I don’t know if this was the first time that I’d ever seen a band where I’d met the members beforehand, but it feels like it was — while I’d encountered a few folks here and there after a show or in another context entirely, most times bands just appeared on stage via separate entrances and the usual show business palaver and approach, it wasn’t like they were sitting around beforehand. Not very punk rock, I guess, but then again, I never claimed I was. So seeing Mike and Jeff, the band’s bassist, kicking it off onstage where not too many days beforehand I’d been casually chatting with them at a cafe across from UCI was a bit of a thrill, in its own way — a sense of how it all ‘really’ worked, in a way, that musicians are people you can be talking with, sensing their own personalities and quirks, even in a formal interview situation (and both of them had been very relaxed in that interview anyway), and then they’re up there making all that sound that’s been mostly intermediary in one’s experience, via recordings. Or can be intermediary, since others have different preferences; I always tended to go to the recordings first and foremost.

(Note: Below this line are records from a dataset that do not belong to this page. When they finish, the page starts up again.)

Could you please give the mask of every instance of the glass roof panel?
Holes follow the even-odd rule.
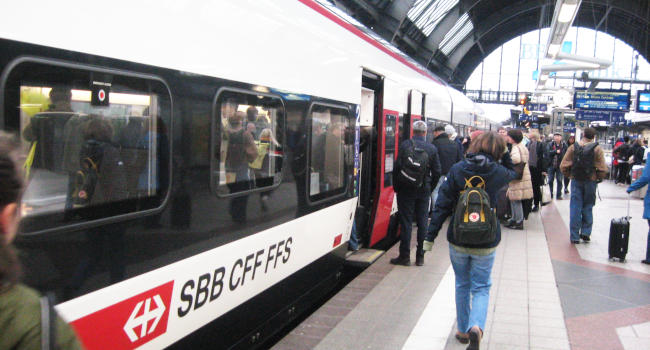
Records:
[[[407,13],[408,18],[429,36],[458,0],[417,0]]]
[[[467,15],[467,13],[462,15],[449,32],[445,34],[445,38],[442,39],[442,42],[440,43],[440,51],[445,55],[449,55],[449,53],[452,52],[461,40],[465,39],[473,29],[474,25],[472,24],[469,15]]]

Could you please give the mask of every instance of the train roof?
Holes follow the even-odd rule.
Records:
[[[448,95],[441,79],[314,0],[33,1],[3,12],[0,37],[10,40],[350,103],[363,68]]]

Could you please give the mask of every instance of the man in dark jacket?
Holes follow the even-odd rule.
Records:
[[[553,197],[553,179],[557,182],[555,198],[562,199],[562,172],[560,163],[567,150],[567,144],[562,141],[562,134],[553,134],[553,142],[548,144],[546,149],[546,158],[548,159],[548,185],[551,187],[551,197]]]
[[[427,124],[421,120],[413,123],[413,138],[402,142],[399,145],[399,154],[407,154],[414,147],[423,149],[427,155],[427,167],[424,173],[422,185],[419,188],[413,188],[409,184],[402,183],[399,175],[405,170],[405,164],[402,164],[403,157],[398,155],[393,175],[396,177],[393,188],[397,193],[397,210],[399,211],[399,222],[401,227],[401,237],[399,245],[399,256],[391,259],[390,263],[395,265],[411,265],[411,231],[412,222],[415,218],[418,224],[418,246],[416,251],[415,264],[422,266],[424,264],[423,241],[427,230],[427,219],[429,200],[433,184],[437,184],[440,178],[440,160],[438,159],[438,150],[430,143],[426,142]]]
[[[560,165],[564,176],[571,177],[569,233],[573,244],[580,243],[580,239],[585,243],[591,241],[596,189],[607,175],[604,152],[595,142],[596,129],[585,128],[583,131],[582,140],[569,147]],[[581,154],[582,159],[576,154]]]
[[[431,210],[433,210],[433,206],[436,204],[438,190],[440,189],[440,185],[442,185],[442,183],[445,181],[449,169],[451,169],[452,165],[460,162],[463,159],[463,153],[458,148],[458,145],[456,142],[449,139],[449,135],[445,133],[445,128],[442,126],[438,126],[433,130],[433,145],[436,146],[436,149],[438,150],[438,158],[440,158],[440,170],[442,172],[442,176],[440,177],[437,186],[435,186],[435,189],[433,190]]]

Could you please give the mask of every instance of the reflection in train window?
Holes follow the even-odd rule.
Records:
[[[169,141],[158,94],[75,83],[20,85],[23,216],[101,218],[102,205],[152,197],[167,186],[158,153],[169,152]]]
[[[280,98],[222,90],[215,105],[212,186],[227,196],[278,185],[284,107]]]
[[[354,124],[342,108],[314,105],[311,111],[309,197],[342,193],[354,157]]]

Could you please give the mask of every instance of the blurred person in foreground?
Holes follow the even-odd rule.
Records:
[[[0,349],[37,350],[51,339],[56,344],[50,349],[81,349],[70,326],[56,317],[53,305],[39,300],[35,290],[20,283],[20,263],[11,245],[20,221],[23,191],[17,149],[17,141],[0,132]],[[41,315],[42,310],[49,315]],[[43,319],[50,317],[56,321],[47,326]],[[53,334],[42,339],[43,330],[48,329],[54,329]]]
[[[627,193],[637,191],[643,186],[648,185],[650,182],[650,162],[646,162],[645,167],[643,168],[643,175],[638,178],[630,187],[627,188]],[[650,191],[647,191],[645,198],[643,199],[643,218],[648,220],[648,226],[650,226]],[[648,230],[648,241],[645,250],[645,259],[641,260],[642,263],[650,265],[650,230]]]
[[[571,217],[569,221],[572,244],[591,241],[594,222],[592,209],[596,204],[596,188],[607,175],[605,153],[595,140],[596,129],[586,128],[580,142],[566,151],[560,169],[571,177]]]
[[[497,192],[516,176],[510,161],[504,162],[506,166],[499,164],[506,154],[506,143],[496,132],[486,132],[472,140],[466,158],[451,167],[447,181],[440,188],[424,242],[425,249],[430,250],[443,223],[452,216],[447,241],[456,275],[456,339],[463,344],[469,342],[468,349],[479,348],[485,329],[492,286],[490,276],[496,247],[501,241],[501,228],[495,214]],[[484,191],[489,197],[490,208],[485,215],[494,216],[494,238],[487,243],[460,243],[454,232],[457,225],[454,223],[456,215],[453,214],[468,181],[472,182],[474,176],[482,179]],[[470,217],[473,215],[476,214],[472,213]]]

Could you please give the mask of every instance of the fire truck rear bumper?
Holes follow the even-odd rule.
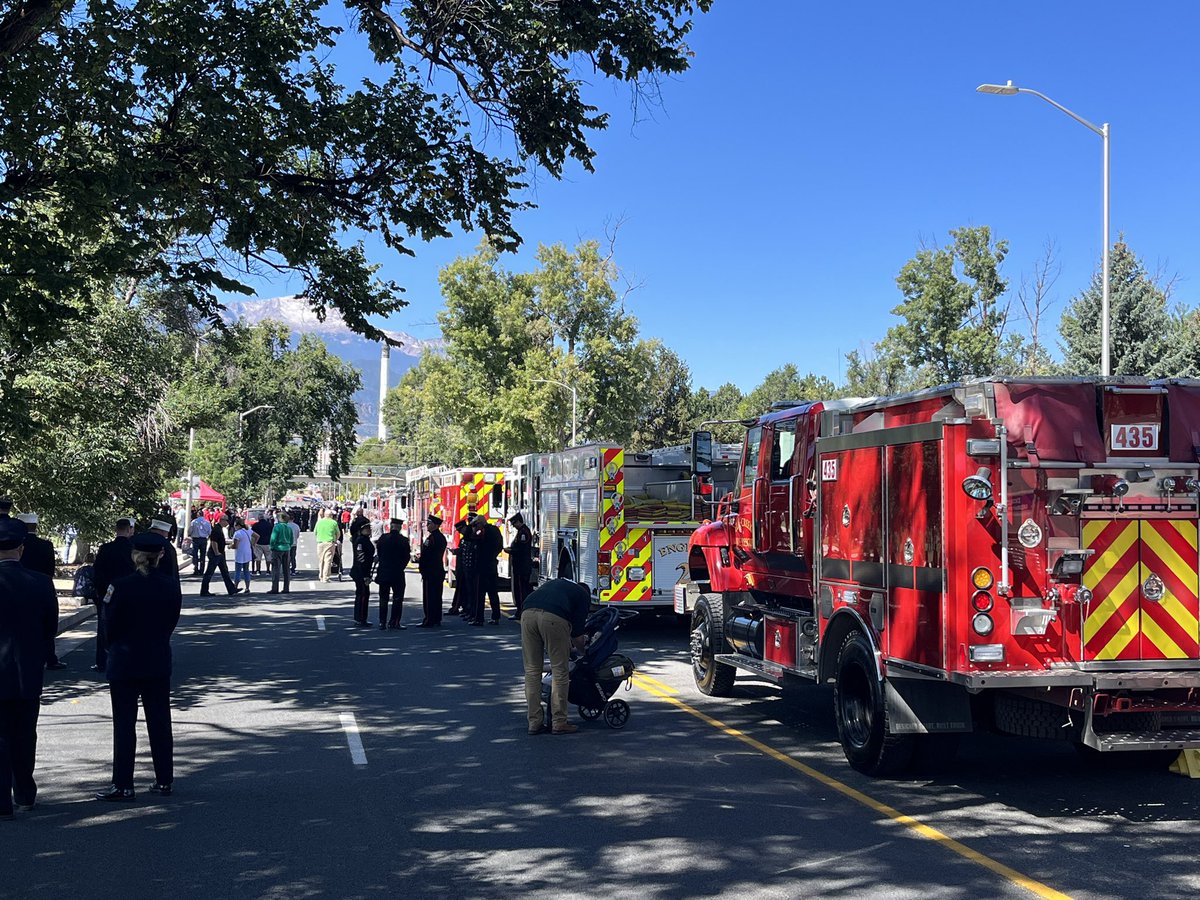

It wasn’t a crowded floor, but it wasn’t empty, and I was nearish the front without being crushed up close to it — I don’t know how many folks were there specifically for them or because they were M.I.A. fans or something else entirely, though it was a bit light overall. Label showcases have their own pitfalls sometimes, and if anything there were far more Mother’s Finest fans around. (I remember suddenly passing by their lead singer in the hallway to the restrooms — she was pretty hot, I remember that much!) It was a short set and I remember three songs in particular — “Lonely Me Lonely You,” which was more or less the single from Seed, and two covers. “So Sad About Us” had also turned up on Seed but the rip through the Replacements’ “Answering Machine” was otherwise unrecorded to my knowledge, and was something that has stuck with me more than the original in the end. Which sounds unfair to Paul Westerberg perhaps but then again, call it a gentle clinging on to a distant memory for someone not around anymore.

All I definitely can say is that after they had finished up I headed down to the Whisky to see Therapy? — pretty sure that Jen and others were waiting at the Roxy to hang out Naked Soul and chat a bit, could be wrong. In the days before widespread cell phones and all I suppose we just figured out that we’d meet up somewhere afterwards, I can’t say for sure. If there was an opening band for Therapy? that night I completely missed them, and in fact my only real memory of the set beginning was that it felt like I was almost immediately there, standing not too far from the front of the stage and watching Andy and bassist Michael standing close to stock still in black T-shirts and firing it up.

Sometimes the sound mix for a band can just throw things off for all involved and that might have been half the case with this show, yet another ‘get a UK act over here for a quick introductory tour with a performance at the Roxy or the Whisky so the label folks can see what they’ve got’ type of concert, I guess. There was another show like that in that fall at the Whisky I still regret missing — David J solo as the headliner with PJ Harvey as the opener, what a combination — and I’d been to a number already so this was in respect nothing new. But there were barely any excited folks at the show and I almost seem to sense frustration as being the main sense of atmosphere that evening, that something should be firing off but wasn’t quite, not immediately.

So the performance was good enough if not great, maybe a bit muffled, I just think of bright lights at points behind the drummer and feedback and riffs and the whole thing was…polite? That’s not quite the word, and it’s not meant to be an insult on the band, maybe it was a great performance that didn’t feel like a great performance in retrospect, something that avoided connecting properly as it should. As it turned out there was a chance for the band (and maybe their audience) to make up for that the following year and I’ll get to that.

But for now, I think I remember little more than leaving to meet up with the OC crew and getting ready for yet another long drive south.